The use of mustard oil and British Coleman’s mustard adds a distinctive tang that is characteristic of Bangladeshi chefs in the UK, while the air‑fryer method provides a healthier, faster way to achieve the classic char without a tandoor.
Common errors include under‑marinating the meat, overcrowding the air‑fryer basket which prevents proper browning, and overcooking which dries out the thighs.
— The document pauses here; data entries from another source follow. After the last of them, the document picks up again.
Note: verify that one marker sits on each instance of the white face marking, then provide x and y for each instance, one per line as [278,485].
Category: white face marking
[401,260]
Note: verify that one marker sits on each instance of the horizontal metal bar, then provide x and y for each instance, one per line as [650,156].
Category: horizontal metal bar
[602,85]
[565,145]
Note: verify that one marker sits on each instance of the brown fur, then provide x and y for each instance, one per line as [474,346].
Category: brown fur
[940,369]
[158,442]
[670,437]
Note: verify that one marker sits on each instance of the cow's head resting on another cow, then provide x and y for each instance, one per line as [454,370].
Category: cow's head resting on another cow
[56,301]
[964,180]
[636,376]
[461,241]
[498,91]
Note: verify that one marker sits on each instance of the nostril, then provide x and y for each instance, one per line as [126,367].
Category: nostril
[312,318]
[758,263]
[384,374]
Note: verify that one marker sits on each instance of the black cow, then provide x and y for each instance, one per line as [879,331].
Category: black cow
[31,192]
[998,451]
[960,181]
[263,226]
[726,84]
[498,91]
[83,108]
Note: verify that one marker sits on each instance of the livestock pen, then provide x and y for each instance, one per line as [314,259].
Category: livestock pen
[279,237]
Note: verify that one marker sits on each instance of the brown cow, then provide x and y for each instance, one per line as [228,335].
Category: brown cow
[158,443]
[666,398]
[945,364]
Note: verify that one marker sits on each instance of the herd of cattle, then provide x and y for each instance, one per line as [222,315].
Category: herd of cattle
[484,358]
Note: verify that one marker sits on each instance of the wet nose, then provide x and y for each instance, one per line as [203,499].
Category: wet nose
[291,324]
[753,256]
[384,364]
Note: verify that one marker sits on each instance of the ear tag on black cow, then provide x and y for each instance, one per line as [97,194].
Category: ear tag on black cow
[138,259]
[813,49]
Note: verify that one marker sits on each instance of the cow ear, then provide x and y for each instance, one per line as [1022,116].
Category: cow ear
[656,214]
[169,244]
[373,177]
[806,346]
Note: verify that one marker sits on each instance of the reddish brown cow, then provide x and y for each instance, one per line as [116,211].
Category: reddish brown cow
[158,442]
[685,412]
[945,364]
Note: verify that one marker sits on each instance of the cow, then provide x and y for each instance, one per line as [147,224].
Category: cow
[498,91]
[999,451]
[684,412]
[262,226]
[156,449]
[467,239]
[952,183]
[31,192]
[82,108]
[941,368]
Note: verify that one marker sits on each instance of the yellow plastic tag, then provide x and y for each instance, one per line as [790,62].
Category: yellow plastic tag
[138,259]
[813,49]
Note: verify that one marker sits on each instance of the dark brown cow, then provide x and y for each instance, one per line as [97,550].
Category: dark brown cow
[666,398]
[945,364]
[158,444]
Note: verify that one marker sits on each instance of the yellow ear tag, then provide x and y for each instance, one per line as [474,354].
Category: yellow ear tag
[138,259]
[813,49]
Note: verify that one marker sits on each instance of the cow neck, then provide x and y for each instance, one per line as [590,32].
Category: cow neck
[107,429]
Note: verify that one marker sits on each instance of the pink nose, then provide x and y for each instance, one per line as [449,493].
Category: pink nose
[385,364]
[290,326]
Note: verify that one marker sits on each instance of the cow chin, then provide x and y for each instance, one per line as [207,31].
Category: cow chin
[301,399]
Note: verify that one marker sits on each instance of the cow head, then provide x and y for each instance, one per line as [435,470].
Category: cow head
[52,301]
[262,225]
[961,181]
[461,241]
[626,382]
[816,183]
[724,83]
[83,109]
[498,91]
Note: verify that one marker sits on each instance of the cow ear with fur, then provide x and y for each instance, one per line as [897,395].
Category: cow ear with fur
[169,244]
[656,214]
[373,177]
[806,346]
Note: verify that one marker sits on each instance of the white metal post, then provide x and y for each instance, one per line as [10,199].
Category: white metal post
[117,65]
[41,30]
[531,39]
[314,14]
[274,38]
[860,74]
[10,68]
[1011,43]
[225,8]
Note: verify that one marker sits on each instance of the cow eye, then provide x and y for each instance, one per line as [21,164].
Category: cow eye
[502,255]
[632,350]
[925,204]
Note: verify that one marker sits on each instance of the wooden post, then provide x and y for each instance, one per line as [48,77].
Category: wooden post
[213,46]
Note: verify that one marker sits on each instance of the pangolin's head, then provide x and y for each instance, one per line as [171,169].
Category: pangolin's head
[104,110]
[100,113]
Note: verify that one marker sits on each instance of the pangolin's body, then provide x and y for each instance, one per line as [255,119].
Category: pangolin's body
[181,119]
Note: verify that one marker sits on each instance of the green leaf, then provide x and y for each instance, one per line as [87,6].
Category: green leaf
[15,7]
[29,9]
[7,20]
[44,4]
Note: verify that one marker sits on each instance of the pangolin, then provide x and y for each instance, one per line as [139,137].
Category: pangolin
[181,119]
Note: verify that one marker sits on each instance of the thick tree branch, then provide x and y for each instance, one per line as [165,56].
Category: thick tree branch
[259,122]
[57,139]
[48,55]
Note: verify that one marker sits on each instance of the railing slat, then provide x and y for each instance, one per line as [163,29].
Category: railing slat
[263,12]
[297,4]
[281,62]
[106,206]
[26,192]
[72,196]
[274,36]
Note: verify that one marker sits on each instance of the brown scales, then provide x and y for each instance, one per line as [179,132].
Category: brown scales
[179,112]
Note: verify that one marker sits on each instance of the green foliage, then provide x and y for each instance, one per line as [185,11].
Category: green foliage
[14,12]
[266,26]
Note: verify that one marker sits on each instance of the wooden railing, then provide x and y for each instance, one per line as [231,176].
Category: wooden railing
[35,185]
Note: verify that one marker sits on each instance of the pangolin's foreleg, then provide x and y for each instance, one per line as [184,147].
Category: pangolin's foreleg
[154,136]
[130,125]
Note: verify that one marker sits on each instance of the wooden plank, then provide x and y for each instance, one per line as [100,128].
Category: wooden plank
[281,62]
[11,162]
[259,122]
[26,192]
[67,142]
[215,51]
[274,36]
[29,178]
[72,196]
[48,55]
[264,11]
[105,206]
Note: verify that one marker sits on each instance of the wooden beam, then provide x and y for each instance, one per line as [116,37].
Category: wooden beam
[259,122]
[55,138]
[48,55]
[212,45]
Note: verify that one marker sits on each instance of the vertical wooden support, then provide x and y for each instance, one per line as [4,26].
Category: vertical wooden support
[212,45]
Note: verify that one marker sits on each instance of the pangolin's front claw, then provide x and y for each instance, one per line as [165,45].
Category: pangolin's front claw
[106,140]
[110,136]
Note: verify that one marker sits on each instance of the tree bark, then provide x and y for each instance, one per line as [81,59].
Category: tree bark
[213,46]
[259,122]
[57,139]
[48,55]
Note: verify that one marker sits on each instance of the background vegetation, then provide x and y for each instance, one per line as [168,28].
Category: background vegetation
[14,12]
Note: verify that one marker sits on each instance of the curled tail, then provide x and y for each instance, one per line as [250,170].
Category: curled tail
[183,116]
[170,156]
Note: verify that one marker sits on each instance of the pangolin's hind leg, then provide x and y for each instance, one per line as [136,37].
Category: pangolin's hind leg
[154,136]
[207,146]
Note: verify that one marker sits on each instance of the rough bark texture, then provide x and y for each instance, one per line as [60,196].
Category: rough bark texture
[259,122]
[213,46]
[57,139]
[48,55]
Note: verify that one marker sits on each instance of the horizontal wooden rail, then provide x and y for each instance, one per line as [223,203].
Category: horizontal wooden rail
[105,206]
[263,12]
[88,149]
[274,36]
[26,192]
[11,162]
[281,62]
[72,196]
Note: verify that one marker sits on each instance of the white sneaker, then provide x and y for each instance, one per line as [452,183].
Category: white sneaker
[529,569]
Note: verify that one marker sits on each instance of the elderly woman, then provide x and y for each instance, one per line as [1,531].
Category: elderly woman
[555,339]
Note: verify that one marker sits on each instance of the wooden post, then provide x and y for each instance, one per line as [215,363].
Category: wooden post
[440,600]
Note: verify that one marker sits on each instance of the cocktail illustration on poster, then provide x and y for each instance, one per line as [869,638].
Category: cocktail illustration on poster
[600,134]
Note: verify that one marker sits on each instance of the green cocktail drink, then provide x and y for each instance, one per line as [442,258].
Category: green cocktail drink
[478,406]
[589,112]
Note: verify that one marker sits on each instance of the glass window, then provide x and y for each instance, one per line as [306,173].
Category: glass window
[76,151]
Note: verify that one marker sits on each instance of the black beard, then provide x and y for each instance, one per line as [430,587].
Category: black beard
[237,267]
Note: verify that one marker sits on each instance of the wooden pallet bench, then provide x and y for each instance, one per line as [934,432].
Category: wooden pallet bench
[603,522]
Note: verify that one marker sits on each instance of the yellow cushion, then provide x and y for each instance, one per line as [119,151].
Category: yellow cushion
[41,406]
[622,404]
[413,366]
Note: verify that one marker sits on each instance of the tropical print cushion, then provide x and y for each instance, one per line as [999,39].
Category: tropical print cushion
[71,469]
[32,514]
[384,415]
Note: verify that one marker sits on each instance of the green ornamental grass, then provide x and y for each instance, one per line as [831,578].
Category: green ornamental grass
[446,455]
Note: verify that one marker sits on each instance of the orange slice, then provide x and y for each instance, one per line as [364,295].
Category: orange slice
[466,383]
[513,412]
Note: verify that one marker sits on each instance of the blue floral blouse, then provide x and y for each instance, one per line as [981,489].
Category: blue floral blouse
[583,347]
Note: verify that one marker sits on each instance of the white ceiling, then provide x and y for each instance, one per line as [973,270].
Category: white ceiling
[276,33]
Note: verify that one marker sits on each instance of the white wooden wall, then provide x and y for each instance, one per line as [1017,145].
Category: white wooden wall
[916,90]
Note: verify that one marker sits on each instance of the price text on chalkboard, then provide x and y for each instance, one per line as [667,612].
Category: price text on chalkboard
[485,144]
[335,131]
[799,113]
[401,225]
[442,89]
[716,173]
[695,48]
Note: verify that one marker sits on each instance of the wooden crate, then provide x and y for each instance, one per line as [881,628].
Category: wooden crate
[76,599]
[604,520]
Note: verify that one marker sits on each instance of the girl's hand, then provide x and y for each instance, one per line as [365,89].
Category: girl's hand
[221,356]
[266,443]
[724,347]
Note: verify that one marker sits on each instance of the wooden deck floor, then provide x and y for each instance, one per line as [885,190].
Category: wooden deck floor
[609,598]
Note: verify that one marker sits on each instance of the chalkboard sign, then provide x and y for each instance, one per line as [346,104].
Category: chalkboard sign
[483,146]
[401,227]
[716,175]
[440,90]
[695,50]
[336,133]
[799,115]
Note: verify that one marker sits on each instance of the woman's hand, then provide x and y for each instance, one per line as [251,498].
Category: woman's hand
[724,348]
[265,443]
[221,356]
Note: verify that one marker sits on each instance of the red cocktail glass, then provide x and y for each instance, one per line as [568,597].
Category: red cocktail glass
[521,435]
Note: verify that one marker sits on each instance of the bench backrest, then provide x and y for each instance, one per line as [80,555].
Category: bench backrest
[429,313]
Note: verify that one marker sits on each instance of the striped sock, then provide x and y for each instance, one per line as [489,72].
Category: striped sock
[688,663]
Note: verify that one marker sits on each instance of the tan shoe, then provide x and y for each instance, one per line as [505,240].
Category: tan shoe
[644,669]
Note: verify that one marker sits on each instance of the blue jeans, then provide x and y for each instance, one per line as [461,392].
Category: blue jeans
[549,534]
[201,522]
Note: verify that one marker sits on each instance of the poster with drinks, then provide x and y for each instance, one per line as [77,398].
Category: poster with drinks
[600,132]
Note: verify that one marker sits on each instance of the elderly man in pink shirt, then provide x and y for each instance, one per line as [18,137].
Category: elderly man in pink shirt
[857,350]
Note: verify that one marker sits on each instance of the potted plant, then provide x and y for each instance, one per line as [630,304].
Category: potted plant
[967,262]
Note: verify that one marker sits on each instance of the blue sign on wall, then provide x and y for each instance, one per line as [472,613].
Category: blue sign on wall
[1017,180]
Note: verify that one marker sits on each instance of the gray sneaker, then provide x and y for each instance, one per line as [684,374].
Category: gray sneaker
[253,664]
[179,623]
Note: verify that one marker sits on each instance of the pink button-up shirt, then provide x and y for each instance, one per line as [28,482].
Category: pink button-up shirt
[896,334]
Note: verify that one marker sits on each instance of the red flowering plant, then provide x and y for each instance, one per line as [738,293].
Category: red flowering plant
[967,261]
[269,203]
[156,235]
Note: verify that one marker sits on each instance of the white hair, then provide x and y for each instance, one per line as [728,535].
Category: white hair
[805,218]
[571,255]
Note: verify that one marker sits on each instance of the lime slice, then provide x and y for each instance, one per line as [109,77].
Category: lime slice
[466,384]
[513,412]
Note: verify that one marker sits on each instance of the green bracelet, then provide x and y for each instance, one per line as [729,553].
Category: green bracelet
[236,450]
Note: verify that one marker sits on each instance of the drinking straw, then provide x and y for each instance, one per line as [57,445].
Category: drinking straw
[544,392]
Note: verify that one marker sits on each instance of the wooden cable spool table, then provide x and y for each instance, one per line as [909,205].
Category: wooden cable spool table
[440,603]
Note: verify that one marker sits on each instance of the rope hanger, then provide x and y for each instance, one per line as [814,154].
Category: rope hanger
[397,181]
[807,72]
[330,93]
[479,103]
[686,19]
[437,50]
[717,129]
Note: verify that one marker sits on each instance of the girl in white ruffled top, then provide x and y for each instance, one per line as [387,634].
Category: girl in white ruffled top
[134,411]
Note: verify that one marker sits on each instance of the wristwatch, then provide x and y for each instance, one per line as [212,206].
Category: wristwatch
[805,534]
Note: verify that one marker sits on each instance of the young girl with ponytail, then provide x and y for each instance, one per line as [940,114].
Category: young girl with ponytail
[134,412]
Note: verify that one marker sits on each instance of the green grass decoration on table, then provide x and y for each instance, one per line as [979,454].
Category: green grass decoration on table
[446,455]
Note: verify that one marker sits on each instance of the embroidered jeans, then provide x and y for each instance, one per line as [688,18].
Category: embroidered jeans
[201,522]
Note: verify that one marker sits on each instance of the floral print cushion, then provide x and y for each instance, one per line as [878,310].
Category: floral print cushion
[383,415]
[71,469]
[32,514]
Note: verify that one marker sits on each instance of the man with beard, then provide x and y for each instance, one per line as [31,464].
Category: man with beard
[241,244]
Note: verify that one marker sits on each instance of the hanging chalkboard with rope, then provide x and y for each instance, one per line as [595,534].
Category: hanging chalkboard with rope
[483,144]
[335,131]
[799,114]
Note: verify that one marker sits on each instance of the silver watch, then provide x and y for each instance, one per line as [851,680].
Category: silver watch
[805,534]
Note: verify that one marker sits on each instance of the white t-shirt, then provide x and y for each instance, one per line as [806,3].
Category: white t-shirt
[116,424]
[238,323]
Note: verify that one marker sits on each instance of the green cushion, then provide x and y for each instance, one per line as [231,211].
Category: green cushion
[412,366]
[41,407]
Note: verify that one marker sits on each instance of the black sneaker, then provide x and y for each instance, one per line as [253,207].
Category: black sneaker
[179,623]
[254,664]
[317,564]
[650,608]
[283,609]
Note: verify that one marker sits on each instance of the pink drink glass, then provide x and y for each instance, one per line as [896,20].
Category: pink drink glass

Always flip halfway and use a meat thermometer to hit 75 °C.
Mustard oil imparts a pungent, slightly nutty flavor that is traditional in Bangladeshi cooking and helps carry the spice blend, giving the chicken its characteristic aroma and authentic taste.
Yes, marinate the chicken up to 24 hours ahead and keep it refrigerated. After cooking, store the chicken in an airtight container in the fridge for 3‑4 days or freeze for up to 2 months; reheat gently to retain juiciness.
The YouTube channel Latifi Inspired specializes in simple, home‑cooked British‑Asian recipes that blend traditional Bangladeshi flavors with everyday pantry ingredients, focusing on quick techniques like air‑frying and minimal prep.
Latifi Inspired emphasizes using readily available store‑cupboard spices, shortcuts such as powdered ginger and garlic, and modern appliances like air fryers, making authentic Bangladeshi‑style dishes accessible to cooks who may not have a tandoor or extensive spice collections.